Стойка шасси 3/4 выше? Я думаю, что Вы ошибаетесь. На чертеже в 48-м масштабе 26.5мм, на модели 27мм

Звезды да, не на краю. Проглядел. Буду знать =)

Спасибо за комментарии  :roll:

----------


## amigo

я вобшето жил на 6 фонтана недалеко от дороги скоторои они взлетали . мои комп глучит и не могу послат фотки , постараюс попозже. ну а шитки шасси налюбои фото касаютса крыла . кстати , киль у ишака  смотрет в сторону  , а едик дал его прямо . то что киль красили  в краснии , вполне возможно. ест хорошии саит с воспоминаниями  ветеранов , они ето потверждают . http://www.iremember.ru/      oчень рекомендую .

----------


## Kasatka

С удовольствием посмотрю на фотки.

Про крутку киля я знаю, но тут уж ничего не поделаешь. На модели его "выкрутить" невозможно самому. Так что это к Эдику претензия скорее..=)

----------


## amigo

А.Ф. А разве зенитчики не отличали свои самолеты от немецких? 

-С трудом. Обычно били. Конечно, всех учили по силуэту различать. И нас в училище учили. Даже японские самолеты изучали. Но что толку. Силуэты у всех похожи. Так что обычно применяли цветовую идентификацию дополнительную. Например, красили одну плоскость снизу. У одного полка левая белая, допустим, у другого - красная. Коки были разных цветов. У нас - голубые. У 733 полка - красные. Еще были желтые, тех желторотиками звали. Были еще ответчики для системы опознавания "свой-чужой". 

eto iz vospominanii.

----------


## %u0410%u043B%u0435%u043A%

> Я, Сергей, имел в виду окна выброса гильз. И,вот интересно: в 1980 году я был в тогдашнем Ленинграде в музее ВМФ где висит И-16 якобы Сафроновский, так у него стенок ниш шасси небыло и в вырезах видна механика выпуска,детали конструкции и т.д. Ниразу нигде не встречал такого фото, хотя их из этого музея довольно много.
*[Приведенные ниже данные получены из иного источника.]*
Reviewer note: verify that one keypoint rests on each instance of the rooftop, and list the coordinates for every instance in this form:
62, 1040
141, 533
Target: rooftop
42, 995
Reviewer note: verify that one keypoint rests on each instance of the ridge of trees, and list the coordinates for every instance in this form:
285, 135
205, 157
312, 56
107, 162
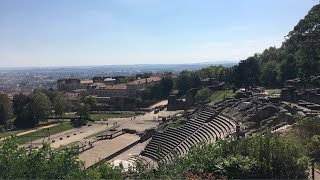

Что, надо? Их есть у меня :-)

----------


## Алексей Матвиенко(ATC)

Браузер глючит, что ли...

----------


## Стелла

Да...он такой милый...Сережа - ты молодец...
мне навится, что ты так увлечен чем-то необычным...я очень уважаю тебя за это
в наше время такой парень-редкость

----------


## Петр Берестовой

> в наше время такой парень-редкость


ну, нас тут много...  :Wink:

----------


## Kasatka

у тебя нет милых моделей, Петя! =)

Стелла, спасибки =)

----------


## Петр Берестовой

1. я не о моделях, а о нас
 :Wink:  
2. ты всех просто не видел
=))

----------